One group, ‘UKBLM’, which has raised more than 1 million pounds through a GoFundMe appeal, calls for the dismantling of capitalism, tweeting about defunding the police through a series of social media posts about issues concerning Israel/Palestine.
Image credit BBC
For this reason, the league pointed out: “We are aware of the risk posed by groups that seek to hijack popular causes and campaigns to promote their political views”.
“These actions are entirely unwelcome and are rejected by the Premier League and all other professional football bodies, and they underline the importance of our sport coming together to declare a very clear position against prejudice.
“We want our message to be a positive one that recognises football has the power to bring people together.”
At the DCMS hearing, Conservative MP Steve Brine also emphasised the apolitical support demonstrated by the league, claiming that the league’s care for the BLM movement appeared to mark a shift from its previous opposition to political messages in the sport.
He also highlighted previous cases of politics in English football, such as when Arsenal distanced themselves from Mesut Ozil’s support for the Uighur Muslim population in China and when the league fined Manchester City manager Pep Guardiola for wearing a yellow ribbon in support of Catalan independence campaigners.
“How did we get from Ozil and Pep to Black Lives Matter, and can the Premier League players and managers now be assured that anything goes if they have a cause that they feel strongly about and the Premier League will not take action against them?” Brine asked Masters.
“I think we are living in unprecedented times,” Masters responded.
Feature image courtesy: Twitter, @HectorBellerin
“Players are used to being the message board for other people’s messages and on this occasion, they wanted to make two very clear statements as players, supported by the Premier League and the clubs: Thanking the NHS (National Health Service)... and also recognising the issues that are going around the world and the support of the sentiment of Black Lives Matter,” he explained. “We listened and are happy to support them.
“I don’t think it sets any particular precedent.

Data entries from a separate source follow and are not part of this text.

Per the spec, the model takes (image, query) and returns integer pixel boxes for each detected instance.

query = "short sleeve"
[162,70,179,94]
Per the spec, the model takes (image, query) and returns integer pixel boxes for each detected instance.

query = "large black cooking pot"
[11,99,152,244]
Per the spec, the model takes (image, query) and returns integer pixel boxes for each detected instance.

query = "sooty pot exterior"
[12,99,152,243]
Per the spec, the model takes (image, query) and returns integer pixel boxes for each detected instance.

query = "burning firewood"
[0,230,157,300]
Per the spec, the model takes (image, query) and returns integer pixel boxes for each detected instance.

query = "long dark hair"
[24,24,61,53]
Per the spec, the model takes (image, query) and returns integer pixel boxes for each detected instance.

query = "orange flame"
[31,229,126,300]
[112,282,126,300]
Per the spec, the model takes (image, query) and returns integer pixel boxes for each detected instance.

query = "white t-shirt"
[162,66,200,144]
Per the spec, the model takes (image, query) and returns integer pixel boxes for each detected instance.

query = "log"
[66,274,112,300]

I think it is perfectly possible to support Black Lives Matter the sentiment without being seen to support any political organisation,” he added.
“We are an apolitical organisation - we don’t support political organisations.”
Masters also wanted to point out that if players got involved in any political messaging on the field without an agreement they would remain in breach of regulations and could face fines.
Labour MP Julie Elliott said she was quite concerned about Masters’ explanation.
“I think you are opening up a can of worms by how you have responded to those questions,” she admitted.